This was a year of firsts and the start of a new era in Alaska politics. Low oil prices lead to discussions that will shape the path of our state moving forward.

Alaska faced its biggest financial challenge since statehood, with a multi-billion dollar gap between the amount of money the state brought in from oil and the amount needed for state services.

“We have reached a point in our state’s history that we need to be looking sort of beyond oil a bit,” Gov. Bill Walker told reporters at a press conference during the legislative session.

Former Gov. Tony Knowles echoed the sentiment in an interview on KTVA’s Frontiers program in March.

“We will eat through two of our savings accounts within the next couple of, three years,” Knowles said. “When that happens, it will initiate an economic disaster.”

For the first time, the Alaska Senate approved a plan to use part of the money for dividend checks to solve the state’s budget problem. The Alaska House Finance Committee rejected the proposal. Ultimately, Walker made history — he vetoed half of the money for 2016 dividend checks.

“It’s not the popular thing to do but it’s the right thing to do,” Walker said at the time.

Looking for money beyond oil, Walker introduced the state’s first statewide income tax proposal since the 1980s.

“I don’t like taxes at all, but it’s not a matter of what I like or don’t like, it’s a matter of what Alaska needs,” Walker said of the proposal.

Alaska once seemed closer than ever to getting a natural gas pipeline with three big oil companies partnering on the project, but that changed this year when those partners pulled out.

“That means it will likely be of more cost to the state, and we are really trying to balance our essential state services,” Rep. Geran Tarr said of the change.

Alaska made political strides in other areas. Lawmakers updated the state’s Military Justice Code for the first time since the 1950s, after allegations of sexual assault and corruption in the Alaska National Guard.

“Soldiers need to understand or see that, hey, when somebody makes a mistake or willfully does something wrong, or they’re just bad actors, the command has the ability to do something about it,” U.S. Army Col. Lee Knowles said of the new code.

For the first time in recent memory, an Alaska community recalled its mayor, when receipts showed the North Slope Borough’s Charlotte Brower spent thousands of dollars of borough money on purchases that benefited her own family, including a trip for her children and grandchildren to a celebrity basketball camp.

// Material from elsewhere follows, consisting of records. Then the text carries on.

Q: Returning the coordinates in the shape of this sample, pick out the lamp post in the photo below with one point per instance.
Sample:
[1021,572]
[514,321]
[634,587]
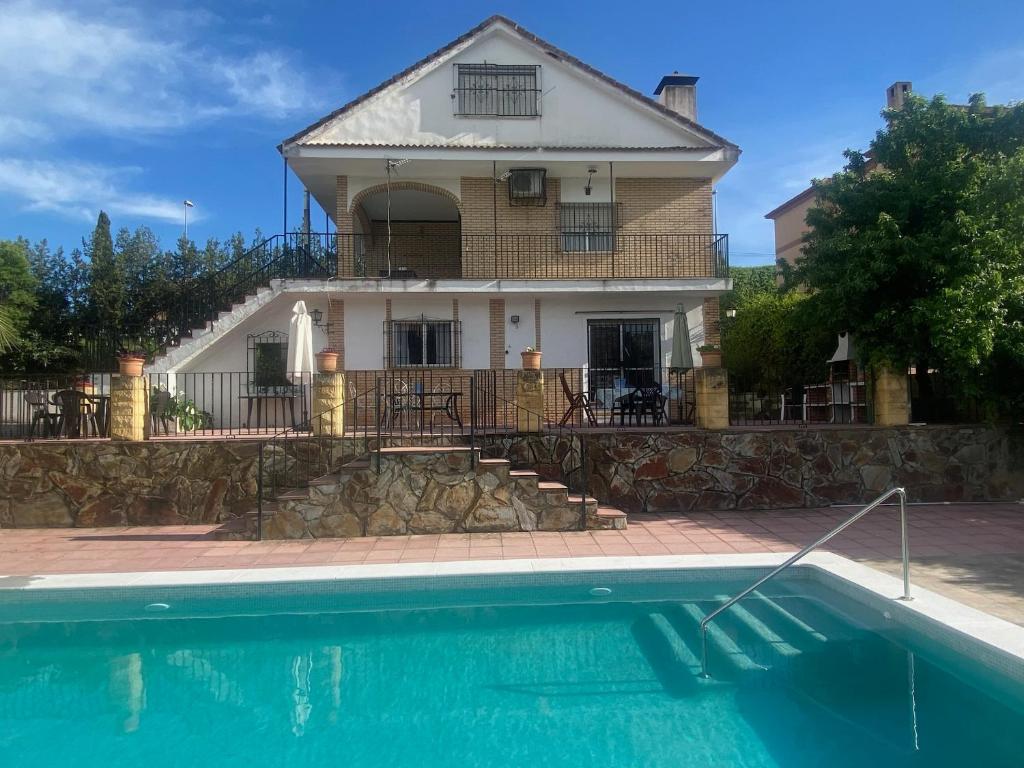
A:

The political scene heated up during the 2016 election cycle. An Alaska House race on the North Slope came down to just a handful of votes, and a mistake at the polls sparked a lawsuit.

The 2016 election tipped the scale of power in the Alaska House of Representatives. For the first time since 1992, Democrats are now in charge. Lawmakers are navigating uncharted territory with big changes still on the horizon.

The Legislature’s overhaul of the criminal justice system this year, known as Senate Bill 91, is controversial. It’s likely to come up for discussion, along with the budget, next session.

The Alaska Legislature also suffered the loss of one of its own with the death of Rep. Max Gruenberg in February. Ivy Spohnholz was selected to replace him, and legislators pledged to continue the bills he’d introduced before his death. With more than 20 years in the Alaska Legislature, Gruenberg was the longest serving lawmaker in the Alaska House.